To avoid “pilot fatigue”, Mediclinic evaluates scalability from the outset — including vendor roadmaps, technical compatibility with cloud infrastructure, and long-term commercial viability.
Interestingly, Schroen suggested that non-clinical AI use cases can serve as gateways to broader adoption. For example, voice AI systems supporting appointment booking can improve patient experience and clinician scheduling efficiency. Demonstrating value in lower-risk operational areas can help build trust before expanding into higher-risk clinical decision support applications.
Equity and global access
Dr Najim widened the lens to consider AI’s potential impact on global health equity. He described AI as a potential “democratising force” capable of expanding access to expertise in underserved regions.
Tools that enable remote interpretation of imaging, digital triage or telemedicine consultations could help bridge gaps in specialist access, particularly in lower-resource settings. However, he acknowledged concerns that AI could also exacerbate inequalities if access to infrastructure, connectivity and digital literacy remains uneven.
Regulation, he argued, should not become an obstacle to innovation. Instead of rigid frameworks that risk becoming obsolete as technology evolves, regulators should focus on principles that protect patients while enabling experimentation and adaptation.
Starting with the problem, not the technology
A recurring theme throughout the panel was the importance of defining the problem before deploying AI.
Dr Patchava cautioned against adopting technology for its own sake. “Start with why,” she said, urging organisations to benchmark existing workflows and identify specific bottlenecks before introducing AI solutions.
Without clear baseline metrics — such as reporting turnaround times or workforce gaps — it becomes difficult to demonstrate return on investment or clinical impact. Poorly defined pilots, she noted, often collapse when commercial models are introduced because measurable outcomes were never established.

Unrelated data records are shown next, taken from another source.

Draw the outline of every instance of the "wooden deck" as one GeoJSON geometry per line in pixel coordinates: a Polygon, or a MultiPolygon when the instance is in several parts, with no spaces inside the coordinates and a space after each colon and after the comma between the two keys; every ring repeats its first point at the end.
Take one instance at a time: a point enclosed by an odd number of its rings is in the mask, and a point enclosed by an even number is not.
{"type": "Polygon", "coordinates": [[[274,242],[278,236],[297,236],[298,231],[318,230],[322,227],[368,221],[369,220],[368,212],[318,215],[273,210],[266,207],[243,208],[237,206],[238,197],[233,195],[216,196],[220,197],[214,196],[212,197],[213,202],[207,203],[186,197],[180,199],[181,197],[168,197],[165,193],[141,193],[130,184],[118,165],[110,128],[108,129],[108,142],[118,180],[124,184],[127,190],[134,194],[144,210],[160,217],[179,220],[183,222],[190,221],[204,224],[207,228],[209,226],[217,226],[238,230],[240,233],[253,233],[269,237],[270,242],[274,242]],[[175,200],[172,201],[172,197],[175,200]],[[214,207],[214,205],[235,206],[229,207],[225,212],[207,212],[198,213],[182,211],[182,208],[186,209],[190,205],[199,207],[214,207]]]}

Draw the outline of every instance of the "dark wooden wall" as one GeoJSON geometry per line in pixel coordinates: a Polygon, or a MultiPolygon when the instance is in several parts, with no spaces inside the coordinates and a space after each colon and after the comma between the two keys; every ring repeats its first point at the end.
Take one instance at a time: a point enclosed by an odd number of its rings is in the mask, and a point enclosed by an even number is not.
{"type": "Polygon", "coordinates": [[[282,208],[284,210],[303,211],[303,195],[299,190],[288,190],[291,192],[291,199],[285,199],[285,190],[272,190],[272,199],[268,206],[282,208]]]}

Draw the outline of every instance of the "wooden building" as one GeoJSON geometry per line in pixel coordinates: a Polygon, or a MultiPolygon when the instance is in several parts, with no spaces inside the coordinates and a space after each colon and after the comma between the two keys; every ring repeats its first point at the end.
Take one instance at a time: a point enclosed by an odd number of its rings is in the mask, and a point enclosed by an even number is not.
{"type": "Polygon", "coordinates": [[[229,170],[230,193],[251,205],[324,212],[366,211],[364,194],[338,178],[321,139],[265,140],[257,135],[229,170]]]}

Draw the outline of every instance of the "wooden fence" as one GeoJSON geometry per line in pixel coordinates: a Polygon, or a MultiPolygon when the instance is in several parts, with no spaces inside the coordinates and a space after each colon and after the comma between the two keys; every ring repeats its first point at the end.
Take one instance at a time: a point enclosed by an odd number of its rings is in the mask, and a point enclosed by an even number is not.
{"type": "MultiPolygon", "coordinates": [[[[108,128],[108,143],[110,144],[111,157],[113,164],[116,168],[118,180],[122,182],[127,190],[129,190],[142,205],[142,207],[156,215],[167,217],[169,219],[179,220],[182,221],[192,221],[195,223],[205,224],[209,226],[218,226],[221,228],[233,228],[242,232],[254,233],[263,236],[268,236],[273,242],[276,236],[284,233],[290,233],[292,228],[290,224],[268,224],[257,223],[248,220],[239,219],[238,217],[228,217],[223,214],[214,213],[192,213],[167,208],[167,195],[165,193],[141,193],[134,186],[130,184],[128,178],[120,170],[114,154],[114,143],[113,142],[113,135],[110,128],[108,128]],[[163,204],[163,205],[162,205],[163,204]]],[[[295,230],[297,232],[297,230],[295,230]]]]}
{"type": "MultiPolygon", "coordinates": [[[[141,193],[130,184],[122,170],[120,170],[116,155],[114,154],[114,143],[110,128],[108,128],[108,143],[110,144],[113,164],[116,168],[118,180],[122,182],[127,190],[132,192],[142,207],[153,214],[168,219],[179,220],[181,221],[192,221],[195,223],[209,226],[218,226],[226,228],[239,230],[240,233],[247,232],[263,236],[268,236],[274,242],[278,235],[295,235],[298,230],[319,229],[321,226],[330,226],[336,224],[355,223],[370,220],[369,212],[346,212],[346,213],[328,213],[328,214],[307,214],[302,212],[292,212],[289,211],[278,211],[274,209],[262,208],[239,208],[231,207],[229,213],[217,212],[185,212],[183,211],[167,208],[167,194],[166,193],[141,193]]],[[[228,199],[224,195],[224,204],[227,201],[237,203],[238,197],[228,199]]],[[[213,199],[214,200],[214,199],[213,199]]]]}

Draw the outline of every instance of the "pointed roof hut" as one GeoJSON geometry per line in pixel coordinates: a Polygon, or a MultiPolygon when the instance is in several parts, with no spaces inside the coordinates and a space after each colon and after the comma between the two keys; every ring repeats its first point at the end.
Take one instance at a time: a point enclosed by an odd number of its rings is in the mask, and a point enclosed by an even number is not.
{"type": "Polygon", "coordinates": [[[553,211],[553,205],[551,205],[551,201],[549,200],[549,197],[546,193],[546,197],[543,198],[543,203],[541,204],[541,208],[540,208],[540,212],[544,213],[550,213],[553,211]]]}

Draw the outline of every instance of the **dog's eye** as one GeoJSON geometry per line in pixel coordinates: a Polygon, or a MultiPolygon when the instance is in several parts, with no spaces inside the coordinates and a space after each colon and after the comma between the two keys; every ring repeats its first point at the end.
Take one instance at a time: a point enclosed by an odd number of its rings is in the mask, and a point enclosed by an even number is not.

Integration into clinical workflows was also identified as critical. AI tools that add complexity or administrative burden are unlikely to gain clinician adoption, particularly in already overstretched systems.
Regulations and realistic standards
The panel also explored whether AI is being held to an impossibly high standard. While healthcare systems today are known to be imperfect and subject to human error, AI failures often attract disproportionate scrutiny.
Speakers agreed that while safety must remain non-negotiable, evaluation frameworks should be proportionate and grounded in comparative performance — assessing whether AI improves outcomes relative to current standards of care, rather than expecting flawless performance.
From hype to practical implementation
The overarching message from the session was pragmatic: AI’s impact in healthcare will depend less on technological sophistication and more on governance, culture, data quality and workflow integration.
As health systems confront mounting structural pressures, the promise of AI is significant. Yet panellists made clear that sustainable transformation will require disciplined implementation, regulatory evolution and sustained clinician engagement.
In short, moving from hype to hospital-ready solutions demands not just smarter algorithms, but smarter systems.